16/7/2003 -
Impactos do Acordo de Arbitragem do Mercosul
Fonte: Valor Econômico
Autor: Carmen Tiburcio
Após ter sido relegado a segundo plano por muito tempo no direito brasileiro, o tema da
arbitragem vem merecendo destaque na jurisprudência, na doutrina e na prática negocial.
Sobre o tratamento da matéria pela jurisprudência, deve-se lembrar que o Supremo Tribunal Federal
(STF) decidiu em 2001 pela plena constitucionalidade da Lei de Arbitragem. Essa decisão foi muito
importante porque tranqüilizou os meios jurídico e empresarial quanto à utilização da referida
lei na celebração de negócios, sobretudo internacionais. Destacam-se também as decisões
proferidas desde então pelo Judiciário brasileiro que tem favorecido o instituto da arbitragem,
desmistificando a idéia de que a justiça estatal seria refratária ao meio alternativo de solução
de controvérsias.
Ilustrando a relevância da matéria no âmbito do Poder Executivo, a promulgação do Acordo de
Arbitragem Comercial Internacional do Mercosul, em junho de 2003, aumenta o número de tratados
plurilaterais sobre o tema já ratificados pelo Brasil, dentre os quais o Protocolo de Genebra
(1923), que equipara a cláusula compromissória ao compromisso, e o Código Bustamante (1928), que
trata da homologação dos laudos proferidos no exterior.

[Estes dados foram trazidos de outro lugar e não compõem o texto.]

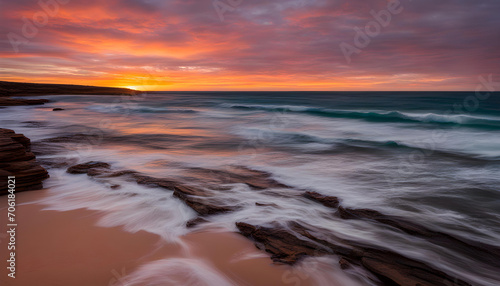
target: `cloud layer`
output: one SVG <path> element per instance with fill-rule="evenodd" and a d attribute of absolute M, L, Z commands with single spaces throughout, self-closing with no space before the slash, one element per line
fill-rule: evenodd
<path fill-rule="evenodd" d="M 377 30 L 372 14 L 388 20 L 388 5 L 400 13 Z M 0 80 L 474 90 L 499 72 L 498 12 L 497 0 L 0 0 Z M 372 37 L 356 45 L 367 24 Z"/>

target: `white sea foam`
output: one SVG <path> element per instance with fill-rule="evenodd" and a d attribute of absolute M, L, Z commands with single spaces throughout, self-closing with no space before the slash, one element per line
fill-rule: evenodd
<path fill-rule="evenodd" d="M 120 280 L 126 286 L 232 286 L 228 277 L 200 259 L 169 258 L 150 262 Z"/>

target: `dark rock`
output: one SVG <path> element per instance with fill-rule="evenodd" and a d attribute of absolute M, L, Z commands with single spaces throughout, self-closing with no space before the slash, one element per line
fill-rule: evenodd
<path fill-rule="evenodd" d="M 271 178 L 271 174 L 242 166 L 229 166 L 225 170 L 192 168 L 192 174 L 205 182 L 215 184 L 246 184 L 257 190 L 269 188 L 289 188 Z"/>
<path fill-rule="evenodd" d="M 453 249 L 471 258 L 479 259 L 488 265 L 500 267 L 500 248 L 465 238 L 429 229 L 396 216 L 382 214 L 371 209 L 350 209 L 340 206 L 336 215 L 342 219 L 365 219 L 391 226 L 407 234 L 428 240 L 434 244 Z"/>
<path fill-rule="evenodd" d="M 342 219 L 376 219 L 386 217 L 382 213 L 371 209 L 350 209 L 340 206 L 336 215 Z"/>
<path fill-rule="evenodd" d="M 208 220 L 202 218 L 202 217 L 197 217 L 197 218 L 194 218 L 192 220 L 189 220 L 188 222 L 186 222 L 186 227 L 187 228 L 193 228 L 195 226 L 198 226 L 199 224 L 202 224 L 202 223 L 206 223 L 208 222 Z"/>
<path fill-rule="evenodd" d="M 256 206 L 259 207 L 274 207 L 274 208 L 279 208 L 277 204 L 264 204 L 264 203 L 255 203 Z"/>
<path fill-rule="evenodd" d="M 221 206 L 217 202 L 210 200 L 212 193 L 199 187 L 188 186 L 172 179 L 154 178 L 140 174 L 134 174 L 133 178 L 141 185 L 174 191 L 174 197 L 184 201 L 200 215 L 213 215 L 236 209 L 235 207 Z"/>
<path fill-rule="evenodd" d="M 427 264 L 386 250 L 365 249 L 361 265 L 375 274 L 384 285 L 471 286 Z"/>
<path fill-rule="evenodd" d="M 122 170 L 122 171 L 116 171 L 113 173 L 103 174 L 101 177 L 115 178 L 115 177 L 121 177 L 121 176 L 125 176 L 125 175 L 134 175 L 134 174 L 137 174 L 137 172 L 132 171 L 132 170 Z"/>
<path fill-rule="evenodd" d="M 199 187 L 188 186 L 173 179 L 155 178 L 142 175 L 132 170 L 113 172 L 110 170 L 110 167 L 111 166 L 108 163 L 104 162 L 87 162 L 85 164 L 72 166 L 68 168 L 67 172 L 70 174 L 87 174 L 88 176 L 99 178 L 129 176 L 139 185 L 172 190 L 176 198 L 184 201 L 190 208 L 195 210 L 200 215 L 213 215 L 237 209 L 232 206 L 220 205 L 213 198 L 211 198 L 213 194 L 210 191 Z"/>
<path fill-rule="evenodd" d="M 18 99 L 0 96 L 0 106 L 42 105 L 47 102 L 49 102 L 47 99 Z"/>
<path fill-rule="evenodd" d="M 196 195 L 194 194 L 203 194 L 205 198 L 195 197 Z M 190 208 L 195 210 L 200 215 L 226 213 L 236 209 L 235 207 L 221 206 L 215 202 L 211 202 L 202 190 L 188 186 L 175 186 L 174 197 L 184 201 Z"/>
<path fill-rule="evenodd" d="M 67 172 L 70 174 L 87 174 L 89 176 L 97 176 L 103 172 L 108 172 L 111 165 L 104 162 L 91 161 L 84 164 L 69 167 Z"/>
<path fill-rule="evenodd" d="M 330 253 L 326 247 L 298 238 L 281 227 L 254 226 L 244 222 L 237 222 L 236 227 L 241 234 L 253 239 L 258 248 L 271 253 L 271 259 L 274 262 L 293 265 L 304 256 Z"/>
<path fill-rule="evenodd" d="M 59 107 L 52 109 L 52 111 L 63 111 L 63 110 L 64 108 L 59 108 Z"/>
<path fill-rule="evenodd" d="M 174 190 L 174 187 L 177 184 L 177 182 L 170 180 L 170 179 L 155 178 L 155 177 L 150 177 L 150 176 L 141 175 L 141 174 L 132 174 L 132 178 L 134 178 L 134 180 L 139 185 L 146 185 L 148 187 L 164 188 L 164 189 L 169 189 L 172 191 Z"/>
<path fill-rule="evenodd" d="M 0 98 L 6 96 L 24 95 L 64 95 L 64 94 L 92 94 L 92 95 L 135 95 L 142 92 L 128 88 L 97 87 L 73 84 L 46 84 L 28 82 L 0 81 Z"/>
<path fill-rule="evenodd" d="M 339 265 L 340 265 L 340 268 L 343 270 L 351 268 L 351 263 L 349 263 L 349 261 L 347 261 L 345 258 L 341 258 L 339 260 Z"/>
<path fill-rule="evenodd" d="M 31 142 L 22 134 L 0 128 L 0 195 L 8 194 L 8 176 L 15 176 L 16 192 L 38 190 L 49 177 L 30 152 Z"/>
<path fill-rule="evenodd" d="M 258 248 L 271 253 L 275 262 L 295 264 L 304 256 L 335 254 L 342 256 L 342 269 L 351 264 L 363 266 L 383 285 L 470 285 L 431 266 L 392 251 L 342 240 L 327 230 L 292 222 L 287 227 L 262 227 L 238 222 L 236 227 L 255 241 Z"/>
<path fill-rule="evenodd" d="M 121 187 L 122 186 L 120 186 L 120 185 L 111 185 L 111 186 L 109 186 L 109 188 L 112 189 L 112 190 L 116 190 L 116 189 L 119 189 Z"/>
<path fill-rule="evenodd" d="M 304 198 L 316 201 L 329 208 L 336 208 L 339 206 L 339 199 L 337 197 L 324 196 L 316 192 L 305 192 Z"/>

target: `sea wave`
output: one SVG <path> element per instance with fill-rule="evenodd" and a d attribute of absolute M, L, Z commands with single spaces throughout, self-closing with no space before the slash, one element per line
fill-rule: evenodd
<path fill-rule="evenodd" d="M 293 105 L 258 105 L 258 104 L 229 104 L 221 105 L 225 108 L 263 110 L 276 112 L 303 113 L 330 118 L 361 119 L 370 122 L 389 123 L 429 123 L 445 125 L 461 125 L 474 128 L 500 129 L 500 118 L 481 117 L 466 114 L 437 114 L 437 113 L 409 113 L 401 111 L 381 110 L 338 110 L 321 107 L 293 106 Z"/>
<path fill-rule="evenodd" d="M 257 128 L 239 130 L 238 135 L 251 140 L 257 136 L 264 138 L 263 144 L 274 146 L 278 149 L 292 148 L 303 153 L 342 153 L 342 152 L 414 152 L 419 151 L 426 156 L 446 157 L 454 160 L 494 162 L 500 160 L 500 154 L 495 152 L 490 155 L 481 152 L 464 152 L 453 149 L 443 149 L 432 143 L 415 142 L 408 140 L 367 140 L 349 137 L 326 137 L 303 132 L 269 131 Z M 480 151 L 480 150 L 476 150 Z"/>
<path fill-rule="evenodd" d="M 103 112 L 103 113 L 196 113 L 196 110 L 182 108 L 166 108 L 166 107 L 148 107 L 139 105 L 91 105 L 88 110 Z"/>

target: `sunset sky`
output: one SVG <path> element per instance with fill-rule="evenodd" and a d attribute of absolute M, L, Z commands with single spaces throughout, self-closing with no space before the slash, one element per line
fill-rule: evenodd
<path fill-rule="evenodd" d="M 373 12 L 397 3 L 41 0 L 50 3 L 44 10 L 38 2 L 0 0 L 0 80 L 144 90 L 474 90 L 479 76 L 500 70 L 498 0 L 401 0 L 400 13 L 387 12 L 391 21 L 350 62 L 341 43 L 359 48 L 355 27 L 364 30 Z"/>

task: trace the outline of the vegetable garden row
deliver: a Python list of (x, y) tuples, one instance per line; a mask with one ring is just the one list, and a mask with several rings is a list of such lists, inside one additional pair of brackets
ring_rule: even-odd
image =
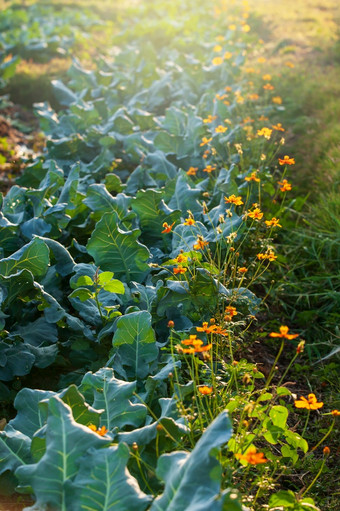
[(70, 9), (0, 18), (3, 85), (19, 57), (73, 57), (1, 199), (1, 486), (32, 510), (318, 509), (289, 476), (340, 413), (293, 394), (305, 341), (266, 308), (295, 156), (249, 6), (118, 10), (92, 63), (77, 33), (107, 25)]

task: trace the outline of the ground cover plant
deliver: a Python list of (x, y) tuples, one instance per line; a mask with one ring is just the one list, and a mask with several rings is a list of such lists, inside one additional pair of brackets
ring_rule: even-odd
[(32, 510), (319, 509), (340, 412), (294, 388), (313, 352), (271, 298), (301, 200), (250, 5), (110, 11), (105, 48), (84, 38), (95, 64), (62, 36), (68, 9), (40, 34), (42, 58), (51, 34), (74, 57), (35, 105), (45, 147), (1, 199), (2, 493)]

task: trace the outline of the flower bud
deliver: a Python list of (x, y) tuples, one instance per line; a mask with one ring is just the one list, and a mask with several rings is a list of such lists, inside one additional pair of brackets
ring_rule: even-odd
[(296, 348), (296, 353), (303, 353), (305, 349), (305, 341), (300, 341), (298, 347)]
[(244, 383), (245, 385), (249, 385), (250, 382), (251, 382), (250, 374), (245, 373), (245, 375), (242, 378), (242, 383)]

O Brasil já ratificou também a Convenção
Interamericana sobre Arbitragem Comercial Internacional (1975), com a mesma regra do Protocolo de
Genebra, e a Convenção Interamericana sobre Eficácia Extraterritorial das Sentenças e Laudos
Arbitrais Estrangeiros (1979), que enumera os requisitos para se homologarem laudos arbitrais
proferidos no exterior. No Mercosul, o Brasil é parte do Protocolo de Cooperação e Assistência
Jurisdicional em Matéria Civil, Comercial, Trabalhista e Administrativa (1992), o famoso
Protocolo de Las Leñas. Há pouco tempo, o Congresso aprovou o texto do Acordo sobre Arbitragem
Comercial Internacional entre o Mercosul, a Bolívia e o Chile (Decreto Legislativo nº 483/2001),
ainda dependente da aprovação presidencial para vigir no Brasil. Recentemente, o país aderiu à
Convenção da Organização das Nações Unidas (ONU) sobre Reconhecimento e Execução de Laudos
Arbitrais Estrangeiros (Nova York, 1958), a mais importante convenção internacional sobre a
matéria pois ela não se refere apenas à eficácia de laudos arbitrais proferidos no exterior, mas
prevê também regras para o cumprimento da própria cláusula arbitral. A sua aprovação era
ansiosamente aguardada.
O Acordo sobre Arbitragem Comercial Internacional do Mercosul recebeu a aprovação presidencial no
mês de junho deste ano, após ter recebido a aprovação congressual no ano de 2000. O acordo trata
de inúmeras questões de grande relevância em matéria de arbitragem, tais como a validade da
convenção arbitral, a sua autonomia em relação ao contrato principal, a lei aplicável ao mérito
da arbitragem - que foi objeto de reserva -, a lei aplicável ao processo arbitral, a competência
concorrente do Judiciário e do tribunal arbitral para a concessão de medidas cautelares e a
fixação da competência do foro da sede da arbitragem como o único competente para apreciar a ação
de nulidade do laudo.
O acordo foi aprovado com reserva do artigo 10, que prevê o critério de determinação da lei
aplicável ao mérito da arbitragem. A regra prevalecente no direito internacional é a da autonomia
da vontade: as partes, que optam por subtrair as suas controvérsias do âmbito do judiciário e
submetê-las à arbitragem também são livres para determinar a lei aplicável pelo tribunal
arbitral. No silêncio das partes, caberá a este último decidir a respeito. Caso essa omissão das
partes ocorra perante a jurisdição estatal, a autoridade competente para julgar a questão
recorrerá ao seu direito internacional privado e, com base nas regras de conexão do foro,
determinará a lei aplicável à hipótese. Contudo, não se pode utilizar na arbitragem a mesma
sistemática, já que o árbitro não dispõe de "lex fori", e assim não tem regras de conexão a que
recorrer. Neste sentido, louvável a reserva feita pelo Executivo, que suprimiu a menção feita ao
direito internacional privado, e assim o tribunal arbitral decidirá a lide aplicando a lei
material que considerar cabível.
É desejável que este recém-promulgado acordo encontre prestígio por parte dos operadores do
direito e dos negociadores internacionais.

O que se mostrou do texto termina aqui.